Multimedia data modeling and semantic analysis by multimodal decision fusion


Tezin Türü: Doktora

Tezin Yürütüldüğü Kurum: Orta Doğu Teknik Üniversitesi, Mühendislik Fakültesi, Bilgisayar Mühendisliği Bölümü, Türkiye

Tezin Onay Tarihi: 2015

Öğrenci: MENNAN GÜDER

Danışman: FEHİME NİHAN ÇİÇEKLİ

Özet:

In this thesis, we propose a multi-modal event recognition framework based on the integration of event modeling, fusion, deep learning and, association rule mining. Event modeling is achieved through visual concept learning, scene segmentation and association rule mining. Visual concept learning is employed to reveal the semantic gap between the visual content and the textual descriptors of the events. Association rules are discovered by a specialized association rule mining algorithm where the proposed strategy integrates temporality into the rule discovery process.
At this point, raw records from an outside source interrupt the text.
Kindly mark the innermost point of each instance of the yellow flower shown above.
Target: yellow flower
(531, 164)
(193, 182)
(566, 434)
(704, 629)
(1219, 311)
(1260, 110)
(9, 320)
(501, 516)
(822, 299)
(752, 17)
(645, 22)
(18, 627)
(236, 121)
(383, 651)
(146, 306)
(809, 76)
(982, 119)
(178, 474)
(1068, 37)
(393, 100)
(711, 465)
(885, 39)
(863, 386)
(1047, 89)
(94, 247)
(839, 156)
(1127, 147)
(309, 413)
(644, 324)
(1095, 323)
In addition to physical parts of video, the concept of scene segment is proposed to define and extract elements of association rules. Various feature sources such as audio, motion, keypoint descriptors, temporal occurrence characteristics and fully connected layer outputs of CNN model are combined into the feature fusion. The proposed decision fusion approach employs logistic regression to formulate the relation between dependent variable (event type) and independent variables (classifiers’ outputs) in terms of decision weights. The main motivation in this thesis is to construct a multimodal fusion system which detects events in video by examining feature and decision sources. Various feature sets such as audio, visual, motion and deep learning are investigated. The proposed system employs a decision fusion methodology as the final step of semantic analysis. The main issues that are investigated throughout this study are robustness to uncertainty, better event recognition by use of multi-modal fusion, deep learning outputs, extracted rules, and flexibility in representation.